Writing

Offline-First by Default: Building IoT Telemetry for Environments Where the Network Fails

May 6, 2026

Standard IoT pipelines assume connectivity. Watershed doesn't. Here's how a SQLite buffer, async reconnect loop, and rolling anomaly detection handle rural edge reality.

Most IoT tutorials end at the happy path: sensor publishes to MQTT, broker forwards to cloud, cloud stores the reading. That pipeline works fine in a data centre. In a rural edge environment — a grain elevator hours from the nearest city, a greenhouse on a remote property, a water treatment facility on a reservation — the network is not a reliable substrate. It's an intermittent resource that fails on a schedule you don't control.

Watershed is designed around that reality. The local buffer is not a fallback. It's the primary storage layer. Cloud sync is a background process that replays it when connectivity returns. Anomaly detection runs on every reading locally, not on the cloud-synced batch.

The problem with batch-sync approaches

A standard telemetry pipeline that buffers locally and syncs in batches has a detection latency problem: anomalies are flagged when the batch arrives at the cloud, not when the sensor reading occurs. For a thermal sensor monitoring critical equipment, the difference between "anomaly detected at reading time" and "anomaly detected at next sync" could be the difference between catching a failure and arriving after it.

Watershed's Claude anomaly detection runs on the rolling local window — the last N readings held in memory — on every new MQTT message. The cloud sync and the anomaly detection are decoupled. The sensor can be offline for an hour, and every reading during that hour is analyzed in real time locally.

The SQLite buffer design

Every MQTT message is written to SQLite before anything else happens. The schema is simple: reading_id, topic, payload, timestamp, synced (boolean). The async agent writes the reading, then analyzes it, then marks it synced if the cloud push succeeds. If the cloud push fails, the reading stays in the buffer with synced=false and gets retried in the next reconnect cycle.

This ordering matters. Writing to SQLite first means no reading is lost if the analysis step fails, the cloud connection drops between write and sync, or the process restarts mid-operation. SQLite's durability guarantees hold even across ungraceful shutdowns.

The sync query is straightforward:

SELECT * FROM readings WHERE synced = 0 ORDER BY timestamp ASC LIMIT 100;

Buffered readings replay to AWS IoT Core in timestamp order — the cloud receives them in the sequence they occurred, not the sequence they synced.

The anomaly detection architecture

Claude Sonnet 4.6 receives a rolling window of the last five readings on every new message. The prompt includes the full telemetry history in that window, the sensor type, the expected operating range, and instructions to classify severity and return a structured diagnosis with a remediation recommendation.

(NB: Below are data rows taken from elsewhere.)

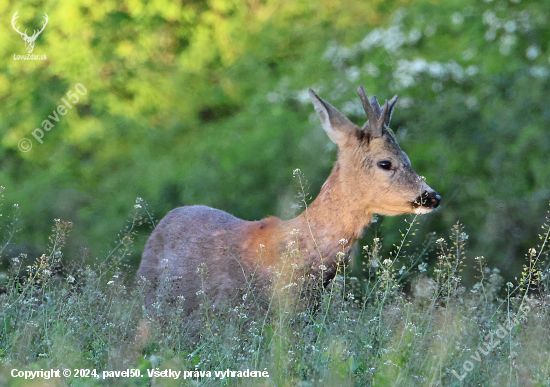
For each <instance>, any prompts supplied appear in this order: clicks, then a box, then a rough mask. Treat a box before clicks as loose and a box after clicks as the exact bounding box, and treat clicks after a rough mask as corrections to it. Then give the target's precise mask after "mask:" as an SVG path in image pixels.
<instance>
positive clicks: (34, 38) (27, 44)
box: [11, 11, 48, 54]
mask: <svg viewBox="0 0 550 387" xmlns="http://www.w3.org/2000/svg"><path fill="white" fill-rule="evenodd" d="M18 12H19V11H16V12H15V14H14V15H13V18H12V19H11V26H12V27H13V29H14V30H16V31H17V33H18V34H19V35H21V37H22V38H23V40H24V41H25V49H26V50H27V52H28V53H29V54H30V53H32V50H34V42H35V41H36V38H37V37H38V35H40V33H41V32H42V31H44V28H46V24H48V15H47V14H46V13H44V15H46V16H44V18H45V19H46V20H45V21H44V23H43V24H42V29H41V30H40V31H37V30H34V33H33V34H32V36H27V30H25V32H21V31H19V27H15V20H16V19H17V18H18V17H19V16H17V13H18Z"/></svg>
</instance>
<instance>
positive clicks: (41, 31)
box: [32, 12, 49, 37]
mask: <svg viewBox="0 0 550 387" xmlns="http://www.w3.org/2000/svg"><path fill="white" fill-rule="evenodd" d="M44 15H46V16H44V18H45V19H46V21H45V22H43V23H42V29H41V30H40V31H38V32H36V30H35V31H34V34H33V35H32V36H33V37H35V36H38V35H40V34H41V33H42V31H44V28H46V24H48V20H49V18H48V14H47V13H45V12H44Z"/></svg>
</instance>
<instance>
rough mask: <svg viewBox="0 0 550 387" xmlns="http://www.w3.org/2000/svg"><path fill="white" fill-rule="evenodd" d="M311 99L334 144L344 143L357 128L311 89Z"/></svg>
mask: <svg viewBox="0 0 550 387" xmlns="http://www.w3.org/2000/svg"><path fill="white" fill-rule="evenodd" d="M309 97H310V98H311V102H313V106H314V107H315V111H316V112H317V114H319V117H321V124H323V129H325V132H327V134H328V136H329V137H330V139H331V140H332V142H334V143H335V144H337V145H339V144H342V143H344V142H345V141H346V139H347V138H348V137H349V136H350V134H352V133H353V132H354V131H355V130H356V126H355V125H354V124H353V123H352V122H351V121H350V120H348V119H347V117H346V116H344V115H343V114H342V113H340V112H339V111H338V109H336V108H335V107H334V106H332V105H331V104H330V103H328V102H327V101H325V100H324V99H322V98H321V97H319V96H318V95H317V94H315V92H314V91H313V90H311V89H309Z"/></svg>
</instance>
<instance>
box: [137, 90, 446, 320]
mask: <svg viewBox="0 0 550 387" xmlns="http://www.w3.org/2000/svg"><path fill="white" fill-rule="evenodd" d="M359 92H360V96H361V99H362V101H363V104H364V105H365V103H369V102H368V99H366V94H364V90H362V88H360V91H359ZM311 98H312V101H313V103H314V106H315V109H316V110H317V112H318V113H319V115H320V117H321V122H322V123H323V127H324V129H325V131H326V132H327V134H328V135H329V137H330V138H331V139H332V140H333V141H334V142H335V143H336V144H337V145H338V148H339V153H338V161H337V162H336V164H335V166H334V168H333V170H332V172H331V173H330V176H329V177H328V179H327V181H326V182H325V184H324V185H323V187H322V188H321V192H320V193H319V195H318V196H317V198H316V199H315V200H314V201H313V203H312V204H311V205H310V206H309V207H308V208H307V209H306V210H305V211H304V212H303V213H302V214H300V215H299V216H298V217H297V218H295V219H291V220H288V221H282V220H280V219H278V218H275V217H270V218H267V219H263V220H260V221H252V222H251V221H245V220H242V219H238V218H235V217H234V216H232V215H229V214H228V213H226V212H223V211H220V210H216V209H212V208H209V207H205V206H188V207H180V208H176V209H175V210H173V211H171V212H170V213H168V214H167V215H166V217H165V218H164V219H162V221H161V222H160V223H159V225H158V226H157V227H156V229H155V231H154V232H153V234H152V235H151V237H150V238H149V240H148V242H147V245H146V246H145V250H144V252H143V259H142V262H141V266H140V268H139V271H138V276H143V277H145V278H147V279H148V280H150V281H151V282H152V283H153V285H154V289H153V291H152V292H151V293H150V294H149V295H148V302H149V303H153V302H154V301H155V300H156V298H157V297H158V293H159V292H160V290H159V289H161V288H162V287H161V286H159V284H161V283H162V282H163V281H168V282H169V283H170V287H169V288H170V294H169V295H170V297H171V298H175V297H178V296H183V297H184V298H185V307H186V311H187V312H191V311H192V310H193V309H195V308H196V307H197V305H198V304H199V302H200V294H201V292H200V291H201V290H204V291H205V293H206V294H207V295H208V296H210V297H211V298H212V299H213V300H214V301H215V303H218V302H220V301H224V300H230V299H232V298H233V297H238V296H240V295H242V294H243V292H244V291H245V289H246V288H247V286H249V285H250V283H251V282H249V281H250V279H251V278H255V281H254V284H255V286H257V289H259V291H260V292H261V291H262V290H261V289H264V288H266V287H267V286H269V285H270V281H271V280H272V279H273V278H274V275H275V273H276V272H279V273H281V276H282V277H283V280H282V284H283V285H284V284H285V280H288V278H287V276H288V268H290V267H292V266H291V264H295V265H297V267H299V268H300V269H302V270H303V272H305V273H308V274H312V275H315V276H317V277H319V276H321V274H323V276H324V278H325V280H326V281H325V282H327V281H329V280H331V279H332V278H333V277H334V275H335V272H336V266H337V262H338V253H343V254H344V257H345V258H347V256H348V254H349V251H350V248H351V246H352V244H353V243H354V241H355V240H356V239H357V238H359V237H361V235H363V232H364V230H365V228H366V227H368V226H369V225H370V223H371V222H372V219H373V216H374V214H383V215H399V214H404V213H410V212H418V213H424V212H428V211H430V210H431V209H433V208H435V207H437V205H438V204H439V196H438V195H437V194H436V193H435V191H433V190H432V189H431V188H430V187H428V185H426V183H425V182H424V181H423V180H422V179H421V178H420V177H419V176H418V175H417V174H416V172H414V170H413V169H412V167H411V165H410V161H409V159H408V157H407V155H406V154H405V153H403V151H402V150H401V149H400V148H399V145H398V144H397V141H396V140H395V137H394V136H393V134H392V133H391V132H390V131H389V130H388V128H387V124H388V123H389V116H391V111H392V109H393V106H394V105H395V101H396V98H394V99H392V101H390V103H389V104H388V103H387V101H386V104H385V105H384V107H382V108H381V107H380V106H379V105H378V102H377V101H376V99H375V98H374V99H373V102H372V105H370V103H369V106H366V105H365V110H366V112H367V114H368V116H369V121H368V122H367V124H365V125H364V126H363V128H359V127H358V126H356V125H354V124H352V123H351V122H350V121H349V120H348V119H347V118H345V117H344V116H343V115H342V114H341V113H340V112H338V110H337V109H336V108H334V107H333V106H331V105H330V104H328V103H327V102H326V101H324V100H322V99H321V98H319V97H318V96H317V95H316V94H315V93H313V91H311ZM365 99H366V101H367V102H365ZM369 108H370V109H369ZM380 161H389V162H391V165H392V169H391V170H385V169H383V168H381V167H380V165H379V164H378V163H379V162H380ZM292 243H297V245H296V248H298V249H299V252H300V254H297V255H292V256H288V255H287V257H290V258H288V259H291V260H293V261H292V262H288V261H285V262H283V260H282V259H281V257H283V256H284V255H285V252H286V251H287V250H288V247H289V244H292ZM203 264H204V267H203V269H202V274H201V269H200V267H201V265H203ZM322 265H324V266H325V267H326V272H323V273H321V266H322ZM280 284H281V283H279V285H280ZM160 296H163V295H162V294H160Z"/></svg>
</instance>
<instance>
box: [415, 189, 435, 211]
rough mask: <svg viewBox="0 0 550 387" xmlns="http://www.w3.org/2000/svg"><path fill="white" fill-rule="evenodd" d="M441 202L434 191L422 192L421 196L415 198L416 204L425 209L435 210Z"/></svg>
mask: <svg viewBox="0 0 550 387" xmlns="http://www.w3.org/2000/svg"><path fill="white" fill-rule="evenodd" d="M440 201H441V196H439V195H438V194H437V192H435V191H424V192H422V195H420V196H419V197H418V198H416V203H420V205H421V206H422V207H426V208H437V206H439V202H440Z"/></svg>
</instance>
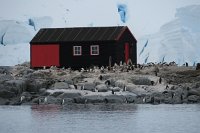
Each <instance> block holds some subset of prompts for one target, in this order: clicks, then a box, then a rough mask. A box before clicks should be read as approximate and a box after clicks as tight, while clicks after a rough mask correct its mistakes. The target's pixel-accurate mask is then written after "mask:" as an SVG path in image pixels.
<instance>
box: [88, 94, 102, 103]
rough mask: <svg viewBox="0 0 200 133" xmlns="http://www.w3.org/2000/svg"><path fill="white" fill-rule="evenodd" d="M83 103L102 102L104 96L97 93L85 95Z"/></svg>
mask: <svg viewBox="0 0 200 133" xmlns="http://www.w3.org/2000/svg"><path fill="white" fill-rule="evenodd" d="M84 98H85V103H104V97H103V96H99V95H93V96H85V97H84Z"/></svg>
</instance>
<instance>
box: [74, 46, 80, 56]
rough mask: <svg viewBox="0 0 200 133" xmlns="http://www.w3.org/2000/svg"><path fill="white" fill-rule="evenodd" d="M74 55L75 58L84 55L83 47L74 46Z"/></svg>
mask: <svg viewBox="0 0 200 133" xmlns="http://www.w3.org/2000/svg"><path fill="white" fill-rule="evenodd" d="M73 55H74V56H79V55H82V47H81V46H73Z"/></svg>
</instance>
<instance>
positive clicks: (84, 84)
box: [83, 83, 95, 92]
mask: <svg viewBox="0 0 200 133" xmlns="http://www.w3.org/2000/svg"><path fill="white" fill-rule="evenodd" d="M83 86H84V90H88V91H92V92H94V91H95V85H94V84H93V83H85V84H84V85H83Z"/></svg>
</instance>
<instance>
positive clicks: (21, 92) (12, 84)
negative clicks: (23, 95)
mask: <svg viewBox="0 0 200 133" xmlns="http://www.w3.org/2000/svg"><path fill="white" fill-rule="evenodd" d="M4 86H6V88H7V89H8V90H9V91H11V92H14V93H15V94H16V95H18V94H21V93H22V92H24V91H25V90H26V88H27V84H26V81H25V80H9V81H6V82H5V83H4Z"/></svg>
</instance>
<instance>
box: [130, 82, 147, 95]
mask: <svg viewBox="0 0 200 133" xmlns="http://www.w3.org/2000/svg"><path fill="white" fill-rule="evenodd" d="M126 91H129V92H132V93H134V94H136V95H141V94H145V93H146V91H145V90H144V89H143V88H142V87H140V86H137V85H134V84H131V83H129V84H127V85H126Z"/></svg>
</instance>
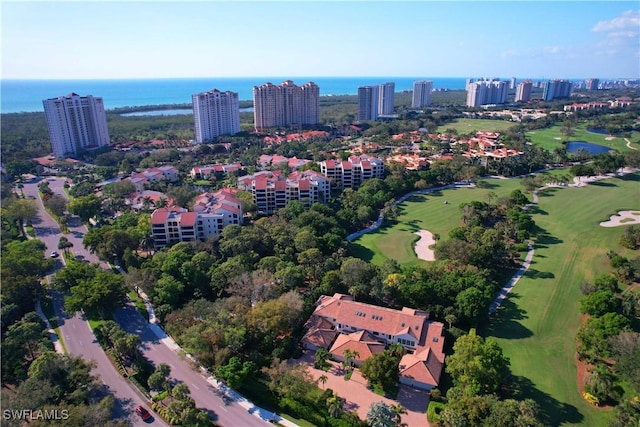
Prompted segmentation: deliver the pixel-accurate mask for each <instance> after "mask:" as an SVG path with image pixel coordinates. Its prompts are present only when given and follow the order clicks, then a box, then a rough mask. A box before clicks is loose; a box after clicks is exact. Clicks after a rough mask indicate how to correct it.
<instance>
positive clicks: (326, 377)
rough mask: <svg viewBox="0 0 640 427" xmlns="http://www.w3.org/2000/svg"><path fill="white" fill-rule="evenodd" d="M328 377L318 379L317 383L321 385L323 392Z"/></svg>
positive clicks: (326, 381) (324, 377)
mask: <svg viewBox="0 0 640 427" xmlns="http://www.w3.org/2000/svg"><path fill="white" fill-rule="evenodd" d="M327 380H328V377H327V376H326V375H324V374H322V375H320V378H318V382H320V383H322V389H323V390H324V385H325V384H326V383H327Z"/></svg>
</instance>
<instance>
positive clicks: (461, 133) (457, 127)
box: [436, 119, 517, 135]
mask: <svg viewBox="0 0 640 427" xmlns="http://www.w3.org/2000/svg"><path fill="white" fill-rule="evenodd" d="M516 125H517V123H514V122H509V121H506V120H488V119H457V120H456V121H455V122H453V123H447V124H446V125H443V126H439V127H438V128H437V129H436V133H444V132H446V130H447V129H455V130H456V131H457V132H458V135H464V134H468V133H471V132H477V131H487V132H504V131H505V130H507V129H509V128H511V127H513V126H516Z"/></svg>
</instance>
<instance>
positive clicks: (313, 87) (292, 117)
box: [253, 80, 320, 131]
mask: <svg viewBox="0 0 640 427" xmlns="http://www.w3.org/2000/svg"><path fill="white" fill-rule="evenodd" d="M319 101H320V88H319V87H318V85H316V84H315V83H313V82H308V83H305V84H304V85H302V86H297V85H296V84H295V83H293V81H291V80H286V81H284V82H283V83H282V84H281V85H279V86H276V85H274V84H272V83H270V82H268V83H265V84H263V85H262V86H254V88H253V108H254V109H253V116H254V122H255V128H256V130H257V131H262V130H264V129H268V128H274V127H280V126H301V125H315V124H318V123H320V108H319V106H318V104H319Z"/></svg>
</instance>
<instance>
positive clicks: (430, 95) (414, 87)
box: [411, 80, 433, 108]
mask: <svg viewBox="0 0 640 427" xmlns="http://www.w3.org/2000/svg"><path fill="white" fill-rule="evenodd" d="M432 92H433V82H432V81H424V80H423V81H419V82H414V83H413V96H412V98H411V108H422V107H429V106H431V93H432Z"/></svg>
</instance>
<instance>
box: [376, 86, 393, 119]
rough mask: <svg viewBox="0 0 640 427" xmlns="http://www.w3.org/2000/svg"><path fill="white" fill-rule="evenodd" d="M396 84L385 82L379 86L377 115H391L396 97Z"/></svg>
mask: <svg viewBox="0 0 640 427" xmlns="http://www.w3.org/2000/svg"><path fill="white" fill-rule="evenodd" d="M395 90H396V84H395V83H393V82H387V83H383V84H381V85H380V90H379V92H378V94H379V98H378V115H388V114H393V107H394V102H395V95H396V92H395Z"/></svg>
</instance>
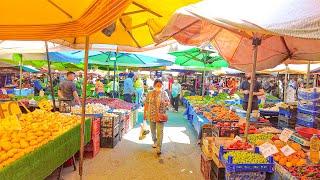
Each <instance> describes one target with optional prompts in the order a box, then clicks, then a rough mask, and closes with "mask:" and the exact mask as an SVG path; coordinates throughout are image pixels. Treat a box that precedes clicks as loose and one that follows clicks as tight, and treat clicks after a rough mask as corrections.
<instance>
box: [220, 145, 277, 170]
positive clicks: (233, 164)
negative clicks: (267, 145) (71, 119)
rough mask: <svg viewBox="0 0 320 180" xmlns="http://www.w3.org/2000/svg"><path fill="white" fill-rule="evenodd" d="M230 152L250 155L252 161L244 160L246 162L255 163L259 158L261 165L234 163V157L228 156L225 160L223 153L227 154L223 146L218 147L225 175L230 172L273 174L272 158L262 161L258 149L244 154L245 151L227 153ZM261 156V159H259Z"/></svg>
mask: <svg viewBox="0 0 320 180" xmlns="http://www.w3.org/2000/svg"><path fill="white" fill-rule="evenodd" d="M230 152H236V153H250V156H251V157H252V158H253V159H249V158H246V160H255V161H257V159H258V158H260V159H261V160H262V161H264V162H263V163H238V164H237V163H234V162H235V160H234V157H233V156H228V157H227V158H225V157H224V155H225V153H228V151H226V150H225V149H224V148H223V146H220V151H219V159H220V160H221V161H222V163H223V164H224V165H225V167H226V173H231V172H268V173H273V172H274V165H275V163H274V160H273V157H272V156H269V157H268V158H267V159H263V156H262V155H260V154H259V148H257V147H256V148H255V152H254V153H252V152H245V151H229V153H230ZM261 156H262V157H261Z"/></svg>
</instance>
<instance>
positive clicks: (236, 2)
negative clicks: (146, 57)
mask: <svg viewBox="0 0 320 180" xmlns="http://www.w3.org/2000/svg"><path fill="white" fill-rule="evenodd" d="M319 21H320V1H317V0H305V1H299V0H286V1H278V0H263V1H255V0H243V1H234V0H224V1H219V0H204V1H201V2H199V3H197V4H193V5H190V6H187V7H184V8H181V9H179V10H178V11H176V13H175V14H174V16H173V17H172V18H171V20H170V22H169V23H168V25H167V26H166V27H165V28H164V30H163V31H162V32H161V33H159V34H158V35H157V36H156V39H157V42H162V41H164V40H166V39H168V38H170V37H174V38H175V39H176V40H177V41H178V42H180V43H182V44H188V45H201V44H203V43H212V44H213V45H214V46H215V47H216V48H217V50H218V51H219V53H220V54H221V55H222V57H224V58H225V59H226V60H228V62H229V63H230V65H231V66H232V67H235V68H237V69H240V70H243V71H251V70H252V69H251V68H252V45H251V44H252V39H253V37H254V36H255V37H259V38H261V39H262V42H261V45H260V46H259V51H258V55H257V70H263V69H267V68H273V67H275V66H276V65H278V64H281V63H282V62H284V61H286V60H288V59H289V60H293V61H296V60H298V61H299V60H305V61H306V60H308V61H318V60H319V59H320V41H319V39H320V24H319Z"/></svg>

In testing, a thermal escalation from 28°C to 60°C across five consecutive readings was classified as high severity with a specific diagnosis ("rapid thermal escalation consistent with cooling system failure or blockage") and a specific remediation recommendation ("shut down equipment and inspect cooling system before resuming operation"). That's not a generic alert — it's a diagnosis the operator can act on.

The rolling window approach means Claude sees trends, not just point values. A single reading at 45°C might be within the acceptable operating range for some equipment. Five consecutive readings escalating from 28°C to 60°C is a different pattern with a different implication. The model reasons over the sequence, which is why sending the window rather than the individual reading matters.

AWS IoT Core and Terraform device identity

The cloud sink is AWS IoT Core, provisioned via Terraform: an IoT Thing, an X.509 certificate, and an attached policy that permits publish to the device's specific topic prefix and nothing else. The certificate is the device identity — no shared credentials, no username/password, no API key stored on the edge node.

The Terraform resource set for a single device is small: aws_iot_thing, aws_iot_certificate, aws_iot_policy, aws_iot_thing_principal_attachment. The total AWS spend for Watershed across all sessions was approximately $0.05 — IoT Core charges per message, and at the telemetry volumes of a single test device the cost is essentially zero.

What offline-first actually means

Offline-first is not a feature. It's a design constraint that changes the architecture of every component. The question is never "what happens when connectivity is available" — that's the easy case. The question is always "what happens when it isn't, and what is the exact state of the system when it comes back."

For Watershed, that answer is documented and proven: readings are in SQLite in order, synced=false. On reconnect the async loop replays them to AWS IoT Core in timestamp order. The cloud state after reconnect is identical to what it would have been if connectivity had never been lost. That's what resilience means in practice — not "the system stayed up" but "the system recovered to a known correct state."